In [9]:
from tensorflow.examples.tutorials.mnist import input_data
import tensorflow as tf

# The MNIST data


The MNIST data is comprised of pictures tha trepresent an number, and it includes the number label asociated to each picture. The data set is split into three parts: training (`mnist.train`), testing (`mnist.test`) and validation (`mnist.validation`) data. 

This split is very important: it's essential in machine learning that we have separate data which we don't learn from.

In [10]:
%%capture
mnist = input_data.read_data_sets("MNIST_data/", one_hot=True)

# Create the model

Common numerical computing libraries in Python use external code that are implemented in other languages. The latter to take advantage of languages that are more efficient. However, switching back to Python every operation causes an overhead. This overhead is especially bad if you want to run computations on GPUs or in a distributed manner (there is a high cost to transfere data).


TensorFlow also does its heavy lifting outside Python. However, it does not run a single expensive operation independently from Python, TensorFlow lets us describe a graph of interacting operations that run entirely outside Python.

#### What to do here?
For this step. You need to create a TensorFlow graph that represents a Neural Network with no hidden layers, and an output layer comprised of 10 nodes.

In [11]:
x = tf.placeholder(tf.float32, [None, 784])
y_ = tf.placeholder(tf.float32, [None, 10])
W = tf.Variable(tf.zeros([784, 10]))
b = tf.Variable(tf.zeros([10]))
y = tf.matmul(x, W) + b

# Define cost funtion and optimizer

In order to train the model, we need to define what it means to improve the results after each iteration. For that, we use a cost function an we try to minimize with respect to it. The cost function represents how far we are from our desired outcome. Minizing the error leads us to a better the model.

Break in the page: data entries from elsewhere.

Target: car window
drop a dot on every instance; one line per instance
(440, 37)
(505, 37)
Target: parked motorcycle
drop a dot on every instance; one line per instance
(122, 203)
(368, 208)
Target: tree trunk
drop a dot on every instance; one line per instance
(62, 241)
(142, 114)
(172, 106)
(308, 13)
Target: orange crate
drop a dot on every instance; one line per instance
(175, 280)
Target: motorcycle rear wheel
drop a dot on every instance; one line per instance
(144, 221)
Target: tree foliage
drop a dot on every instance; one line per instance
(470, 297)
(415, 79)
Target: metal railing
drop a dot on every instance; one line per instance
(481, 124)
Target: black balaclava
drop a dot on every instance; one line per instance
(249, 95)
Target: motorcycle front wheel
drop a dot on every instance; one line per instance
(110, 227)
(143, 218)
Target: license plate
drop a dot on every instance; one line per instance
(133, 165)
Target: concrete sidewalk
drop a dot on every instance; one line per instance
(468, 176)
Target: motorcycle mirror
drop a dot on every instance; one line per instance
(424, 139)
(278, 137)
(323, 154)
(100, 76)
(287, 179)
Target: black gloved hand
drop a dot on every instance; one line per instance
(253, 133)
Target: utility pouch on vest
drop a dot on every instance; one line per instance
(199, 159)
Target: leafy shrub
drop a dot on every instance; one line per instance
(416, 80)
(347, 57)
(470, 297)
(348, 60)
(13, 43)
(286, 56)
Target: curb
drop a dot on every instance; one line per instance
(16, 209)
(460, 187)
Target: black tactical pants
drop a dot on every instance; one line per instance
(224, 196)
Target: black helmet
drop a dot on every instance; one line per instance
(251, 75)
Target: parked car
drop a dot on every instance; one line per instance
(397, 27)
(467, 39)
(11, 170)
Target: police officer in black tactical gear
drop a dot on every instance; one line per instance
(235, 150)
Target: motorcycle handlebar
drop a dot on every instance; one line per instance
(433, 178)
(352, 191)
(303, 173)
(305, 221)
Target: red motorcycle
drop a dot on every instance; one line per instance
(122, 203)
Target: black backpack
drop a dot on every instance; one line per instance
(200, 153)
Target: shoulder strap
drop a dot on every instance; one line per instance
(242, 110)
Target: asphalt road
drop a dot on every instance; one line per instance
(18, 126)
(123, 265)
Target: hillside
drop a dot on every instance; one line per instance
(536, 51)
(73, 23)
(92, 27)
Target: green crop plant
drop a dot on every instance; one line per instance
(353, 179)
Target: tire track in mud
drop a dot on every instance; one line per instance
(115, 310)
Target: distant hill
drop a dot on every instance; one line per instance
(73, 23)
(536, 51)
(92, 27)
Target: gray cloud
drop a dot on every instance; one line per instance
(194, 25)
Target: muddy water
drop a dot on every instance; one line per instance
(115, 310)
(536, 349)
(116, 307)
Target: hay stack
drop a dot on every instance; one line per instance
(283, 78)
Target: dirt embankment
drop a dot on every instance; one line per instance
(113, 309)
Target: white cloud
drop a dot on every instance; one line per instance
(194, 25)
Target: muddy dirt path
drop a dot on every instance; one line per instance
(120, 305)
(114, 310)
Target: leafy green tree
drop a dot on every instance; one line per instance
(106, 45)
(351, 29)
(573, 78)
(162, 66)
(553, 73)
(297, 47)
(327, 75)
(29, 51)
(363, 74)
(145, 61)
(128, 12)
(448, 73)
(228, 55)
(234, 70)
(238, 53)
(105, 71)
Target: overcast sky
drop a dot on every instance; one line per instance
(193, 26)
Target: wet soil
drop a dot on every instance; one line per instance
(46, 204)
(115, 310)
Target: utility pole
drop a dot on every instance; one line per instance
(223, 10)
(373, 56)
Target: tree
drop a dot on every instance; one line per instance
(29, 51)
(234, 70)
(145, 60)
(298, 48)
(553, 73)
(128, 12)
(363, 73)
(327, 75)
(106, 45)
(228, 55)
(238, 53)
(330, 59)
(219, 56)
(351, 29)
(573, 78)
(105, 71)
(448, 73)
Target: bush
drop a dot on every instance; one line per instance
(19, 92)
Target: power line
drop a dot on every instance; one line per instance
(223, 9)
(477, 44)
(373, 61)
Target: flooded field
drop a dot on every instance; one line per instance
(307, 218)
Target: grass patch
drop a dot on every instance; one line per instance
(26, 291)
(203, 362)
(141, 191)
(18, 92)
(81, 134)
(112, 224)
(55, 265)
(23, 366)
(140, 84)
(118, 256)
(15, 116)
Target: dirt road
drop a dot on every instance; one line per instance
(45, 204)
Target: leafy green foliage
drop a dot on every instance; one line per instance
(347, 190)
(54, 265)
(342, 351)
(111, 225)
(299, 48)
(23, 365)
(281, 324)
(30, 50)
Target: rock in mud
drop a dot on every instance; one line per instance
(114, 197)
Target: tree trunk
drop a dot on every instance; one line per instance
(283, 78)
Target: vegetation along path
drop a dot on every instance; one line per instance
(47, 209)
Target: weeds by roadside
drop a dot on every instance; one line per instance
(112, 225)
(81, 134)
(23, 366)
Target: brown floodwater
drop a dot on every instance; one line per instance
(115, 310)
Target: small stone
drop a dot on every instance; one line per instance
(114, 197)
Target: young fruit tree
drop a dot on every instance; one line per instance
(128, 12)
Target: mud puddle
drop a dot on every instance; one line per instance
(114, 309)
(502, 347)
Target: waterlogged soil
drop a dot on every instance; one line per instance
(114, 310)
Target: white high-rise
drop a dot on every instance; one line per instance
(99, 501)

A common cost function is called "cross-entropy". Cross-entropy takes advantage of large errors and reduces the learning slow-down that is caused because of traditional cost functions (i.e. quadratic cost function). In summary, it will take less to train a good model.

#### What to do here?
Create a tensor to represent the cross-entropy function. After that, create a tensor to represent a `GradientDescentOptimizer` that minimizes the cross-entropy.

In [12]:
cross_entropy = tf.reduce_mean(
  tf.nn.softmax_cross_entropy_with_logits(labels=y_, logits=y))

train_step = tf.train.GradientDescentOptimizer(0.5).minimize(cross_entropy)

# Create a Tensorflow session

We already have defined all our model (thus, we created a complete tensorflow graph). Now, we need to launch it. We create an interactive session and initialize all the variables defined before.

#### What to do here?
Create an `InteractiveSession` and run the global variables initializer.

In [13]:
sess = tf.InteractiveSession()
tf.global_variables_initializer().run()

# Train

MNIST is a large dataset. To train using a batch learning method would take a lot of time in between epochs. Therefore, we will use small batches of random data. This method is called stochastic training.

#### What to do here?
In a for loop, take 100 of random samples from mnist and run the train step using the resulting batches. Repeat the process as many times as needed to, in the end, present all the training dataset.

In [14]:
for _ in range(1000):
    batch_xs, batch_ys = mnist.train.next_batch(100)
    sess.run(train_step, feed_dict={x: batch_xs, y_: batch_ys})

# Evaluate our model

In order to figure out our model's precision, we need to compare our results with the expected output. To calculate the precision, you need to sum the correct classifications over the size of the testing dataset.

#### What to do here?
Create a Tensor that compares the model's output with the expected output. Then, determine the fraction that are correct.

In [7]:
correct_prediction = tf.equal(tf.argmax(y, 1), tf.argmax(y_, 1))
accuracy = tf.reduce_mean(tf.cast(correct_prediction, tf.float32))
print(sess.run(accuracy, feed_dict={x: mnist.test.images,
                                    y_: mnist.test.labels}))

0.9207


# Conclusion

During the excercise we learned how to create a neural network and train it. We tested the performance of our model, and we found that the network arquitecture definition is important to obtain better results.

We learned the importance of the initialilzation step (random numbers instead of zeroes), and how it impacts performance. Finally, it was showed that activation functions impact in performance too.